Samuel was sure he looked no better, but he grabbed his clothes from the chair where he had left them, determined to act as normal as she was. “And can I help?”

“Naturally.” Shan’s smile was quick, there and gone, and Samuel breathed out hard.

She was going to be the death of him.

“Lord Aberforth,” Jacobs said, bowing as Samuel entered his townhouse. “You have a visitor.”

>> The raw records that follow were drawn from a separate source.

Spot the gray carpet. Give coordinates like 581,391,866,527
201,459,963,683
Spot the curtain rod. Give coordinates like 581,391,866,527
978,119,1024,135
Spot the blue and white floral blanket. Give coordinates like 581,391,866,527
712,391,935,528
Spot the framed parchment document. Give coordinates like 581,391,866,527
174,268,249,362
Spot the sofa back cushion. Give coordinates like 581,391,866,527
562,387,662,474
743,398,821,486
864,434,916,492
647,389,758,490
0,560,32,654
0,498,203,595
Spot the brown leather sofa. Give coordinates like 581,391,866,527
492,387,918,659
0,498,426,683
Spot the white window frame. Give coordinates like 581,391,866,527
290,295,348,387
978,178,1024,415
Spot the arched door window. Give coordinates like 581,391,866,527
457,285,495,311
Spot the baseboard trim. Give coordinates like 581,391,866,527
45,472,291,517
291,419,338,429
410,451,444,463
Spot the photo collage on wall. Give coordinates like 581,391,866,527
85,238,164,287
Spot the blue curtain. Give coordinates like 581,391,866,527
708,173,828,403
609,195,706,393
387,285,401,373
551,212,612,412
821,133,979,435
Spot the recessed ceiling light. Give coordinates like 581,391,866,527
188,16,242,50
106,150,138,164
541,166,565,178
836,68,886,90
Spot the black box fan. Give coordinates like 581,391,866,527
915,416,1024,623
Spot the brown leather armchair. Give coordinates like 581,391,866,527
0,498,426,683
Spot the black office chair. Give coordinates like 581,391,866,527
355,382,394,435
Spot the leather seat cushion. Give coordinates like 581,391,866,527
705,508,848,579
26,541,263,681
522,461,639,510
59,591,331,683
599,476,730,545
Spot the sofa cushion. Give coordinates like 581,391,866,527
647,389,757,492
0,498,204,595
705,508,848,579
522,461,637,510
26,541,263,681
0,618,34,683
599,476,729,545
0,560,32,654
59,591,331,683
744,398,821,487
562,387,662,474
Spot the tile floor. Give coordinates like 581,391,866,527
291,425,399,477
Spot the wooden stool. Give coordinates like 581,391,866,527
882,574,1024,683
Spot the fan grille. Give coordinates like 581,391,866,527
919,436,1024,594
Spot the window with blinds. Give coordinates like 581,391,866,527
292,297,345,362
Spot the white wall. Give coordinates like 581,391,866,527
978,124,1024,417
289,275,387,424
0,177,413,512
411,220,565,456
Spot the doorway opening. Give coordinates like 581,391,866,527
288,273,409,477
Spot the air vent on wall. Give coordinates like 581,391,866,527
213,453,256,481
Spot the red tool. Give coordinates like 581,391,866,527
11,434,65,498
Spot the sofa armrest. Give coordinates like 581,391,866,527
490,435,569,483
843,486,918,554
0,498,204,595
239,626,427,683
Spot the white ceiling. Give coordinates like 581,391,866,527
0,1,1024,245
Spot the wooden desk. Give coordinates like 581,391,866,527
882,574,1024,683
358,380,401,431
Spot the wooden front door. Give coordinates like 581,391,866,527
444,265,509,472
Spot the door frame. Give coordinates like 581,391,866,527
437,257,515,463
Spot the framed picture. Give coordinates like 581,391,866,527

“I… do?” Samuel rubbed his temples. He was tired and confused and energy still thrummed relentlessly through his veins, aching for something he could never have. He wanted nothing more than a cold bath to kill the fire in his blood, then his soft bed, but he was a Lord now. And appearances must be kept. “Who is it?”

Jacobs looked uncertain, only the slightest hesitation in his words. “Antonin LeClaire the Second.”

“Anton?” Samuel blinked in confusion. Why would he be here? Samuel had just been at the LeClaires; wouldn’t it have been easier to meet there?